In a machine learning strategy, we choose which features to give the model but don't choose how to sift and combine those features to generate alpha, as that is the model's job. In that respect, the machine learning model does some of our research work for us. However, we must still choose which model to use and what hyper-parameters to set; hyper-parameters give us some control over the model's inner workings.
Here, we will use a random forest model from scikit-learn. Most scikit-learn algorithms offer variants for regression problems (where we want to predict continuous variables) and classification problems (where we want to predict discrete variables). We want a classification model since the target we are predicting is a boolean (1 or 0) indicating whether the stock's return is above the cross-sectional median.
To use a random forest classification model in our walk-forward optimization, we instantiate the model with the desired hyper-parameters and use joblib
to save the model to disk:
from sklearn.ensemble import RandomForestClassifier
import joblib
clf = RandomForestClassifier(n_estimators=300, max_depth=20, n_jobs=-1, verbose=0, random_state=0)
joblib.dump(clf, "raf_model.joblib")
['raf_model.joblib']
A description of the available hyper-parameters is beyond the scope of this tutorial. Consult the Scikit-learn user guide. However, note the random_state
parameter: if this is omitted, fitting the model is non-deterministic, which means that re-running two identical backtests may yield different results. As this can be confusing, we set the random_state
. Alternatively, you could omit it to see if your model is robust to the introduction of randomness.
Now that we've selected a Scikit-learn model, let's highlight one other section of the demo strategy. By default, MoonshotML generates predictions by calling the model's predict()
method. A classification model will predict which class the sample will belong to - in our case, the model will predict whether the stock's return will be above or below the median (1 or 0).

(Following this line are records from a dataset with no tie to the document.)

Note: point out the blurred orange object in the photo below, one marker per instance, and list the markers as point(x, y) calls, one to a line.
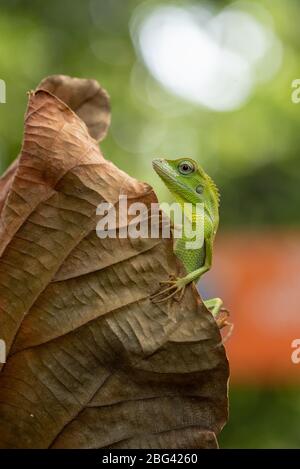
point(258, 277)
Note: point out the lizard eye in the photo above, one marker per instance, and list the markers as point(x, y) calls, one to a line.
point(186, 167)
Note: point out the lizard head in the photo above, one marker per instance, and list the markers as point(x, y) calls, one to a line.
point(186, 179)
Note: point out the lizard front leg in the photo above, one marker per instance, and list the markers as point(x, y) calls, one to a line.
point(177, 285)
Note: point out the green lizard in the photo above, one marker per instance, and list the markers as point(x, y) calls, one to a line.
point(188, 183)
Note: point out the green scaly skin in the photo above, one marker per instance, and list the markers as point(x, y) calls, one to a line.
point(188, 183)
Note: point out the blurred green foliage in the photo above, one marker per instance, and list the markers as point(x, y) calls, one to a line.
point(252, 152)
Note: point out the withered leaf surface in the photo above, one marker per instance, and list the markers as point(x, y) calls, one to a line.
point(92, 363)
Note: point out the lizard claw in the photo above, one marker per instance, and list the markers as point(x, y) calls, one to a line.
point(172, 287)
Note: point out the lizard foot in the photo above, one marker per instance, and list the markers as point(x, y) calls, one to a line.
point(222, 321)
point(172, 287)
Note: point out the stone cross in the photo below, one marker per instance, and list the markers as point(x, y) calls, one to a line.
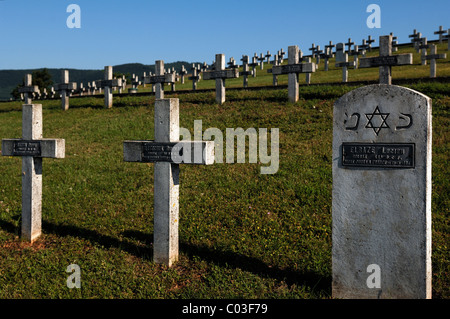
point(261, 59)
point(424, 46)
point(349, 45)
point(245, 70)
point(355, 54)
point(447, 37)
point(386, 60)
point(183, 72)
point(254, 64)
point(417, 41)
point(363, 47)
point(413, 36)
point(267, 56)
point(108, 83)
point(312, 49)
point(28, 89)
point(32, 148)
point(275, 62)
point(381, 194)
point(165, 151)
point(195, 77)
point(342, 61)
point(433, 57)
point(65, 88)
point(292, 69)
point(159, 79)
point(369, 43)
point(220, 74)
point(394, 43)
point(328, 54)
point(441, 33)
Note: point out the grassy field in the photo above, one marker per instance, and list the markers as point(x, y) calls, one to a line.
point(242, 234)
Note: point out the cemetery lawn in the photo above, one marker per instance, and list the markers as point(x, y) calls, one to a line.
point(242, 234)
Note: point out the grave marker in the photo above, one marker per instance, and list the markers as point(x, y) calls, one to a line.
point(159, 79)
point(342, 61)
point(292, 69)
point(424, 46)
point(254, 64)
point(220, 74)
point(433, 57)
point(32, 148)
point(386, 60)
point(381, 198)
point(245, 70)
point(65, 88)
point(441, 33)
point(108, 83)
point(161, 151)
point(268, 55)
point(328, 54)
point(28, 89)
point(195, 77)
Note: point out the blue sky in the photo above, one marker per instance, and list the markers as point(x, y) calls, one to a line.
point(34, 33)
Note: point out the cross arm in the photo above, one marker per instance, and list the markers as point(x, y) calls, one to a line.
point(294, 68)
point(45, 148)
point(222, 74)
point(183, 152)
point(71, 86)
point(393, 60)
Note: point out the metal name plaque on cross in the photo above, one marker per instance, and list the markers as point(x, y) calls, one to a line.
point(160, 152)
point(27, 148)
point(380, 155)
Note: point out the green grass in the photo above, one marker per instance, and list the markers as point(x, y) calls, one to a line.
point(242, 234)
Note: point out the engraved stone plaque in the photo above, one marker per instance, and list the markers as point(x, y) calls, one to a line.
point(382, 155)
point(27, 148)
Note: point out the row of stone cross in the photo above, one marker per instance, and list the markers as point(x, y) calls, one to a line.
point(296, 64)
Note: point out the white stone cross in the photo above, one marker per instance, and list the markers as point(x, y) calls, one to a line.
point(32, 148)
point(159, 79)
point(28, 89)
point(195, 76)
point(441, 33)
point(292, 69)
point(386, 60)
point(167, 152)
point(220, 74)
point(433, 57)
point(65, 88)
point(342, 61)
point(108, 83)
point(245, 70)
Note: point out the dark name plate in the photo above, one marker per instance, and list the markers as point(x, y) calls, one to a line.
point(159, 152)
point(27, 148)
point(383, 155)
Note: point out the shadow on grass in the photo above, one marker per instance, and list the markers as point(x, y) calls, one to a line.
point(224, 258)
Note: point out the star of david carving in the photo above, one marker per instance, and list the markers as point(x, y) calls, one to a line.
point(377, 120)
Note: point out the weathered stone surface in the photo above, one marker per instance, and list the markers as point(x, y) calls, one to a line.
point(382, 214)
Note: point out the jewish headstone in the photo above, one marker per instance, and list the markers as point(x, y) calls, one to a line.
point(381, 198)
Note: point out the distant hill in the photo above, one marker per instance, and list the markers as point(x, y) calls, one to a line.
point(9, 79)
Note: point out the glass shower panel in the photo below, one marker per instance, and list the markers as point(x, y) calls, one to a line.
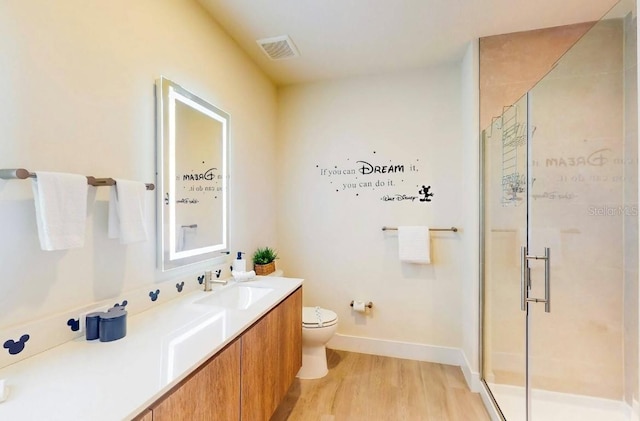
point(576, 209)
point(505, 219)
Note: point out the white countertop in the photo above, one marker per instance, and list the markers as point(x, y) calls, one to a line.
point(93, 380)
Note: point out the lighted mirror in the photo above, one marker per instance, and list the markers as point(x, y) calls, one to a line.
point(193, 136)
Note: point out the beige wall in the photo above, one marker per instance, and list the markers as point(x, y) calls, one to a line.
point(332, 237)
point(576, 110)
point(78, 96)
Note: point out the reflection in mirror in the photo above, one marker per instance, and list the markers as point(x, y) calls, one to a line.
point(192, 177)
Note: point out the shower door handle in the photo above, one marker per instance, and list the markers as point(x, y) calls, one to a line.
point(525, 279)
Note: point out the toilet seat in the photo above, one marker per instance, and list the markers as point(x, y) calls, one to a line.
point(316, 317)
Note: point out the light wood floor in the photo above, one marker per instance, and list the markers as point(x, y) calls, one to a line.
point(369, 388)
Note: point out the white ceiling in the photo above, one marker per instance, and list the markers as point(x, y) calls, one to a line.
point(338, 38)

However, some models, including the RandomForestClassifier
we have chosen, also provide a predict_proba()
method that instead predicts the probability that a sample belongs to a class; in our case this means the probability that a stock's return will be above the median. predict_proba()
can be used when there are only two classes (1 or 0); it gives us more information than predict()
because it assigns not just a class but the probability of belonging to class label 1.
To use predict_proba()
, we override the model as shown below so that when MoonshotML calls model.predict()
, it actually runs model.predict_proba()
. (Overriding methods and functions at runtime like this is called monkey-patching.) We place this code in prices_to_features
so that the override is in place before predictions are made.
...
# when Moonshot calls predict(), we want it to actually call predict_proba()
# see https://www.quantrocket.com/docs/#ml-predict-probabilities
if self.model:
self.model.predict = self.model.predict_proba
return features, targets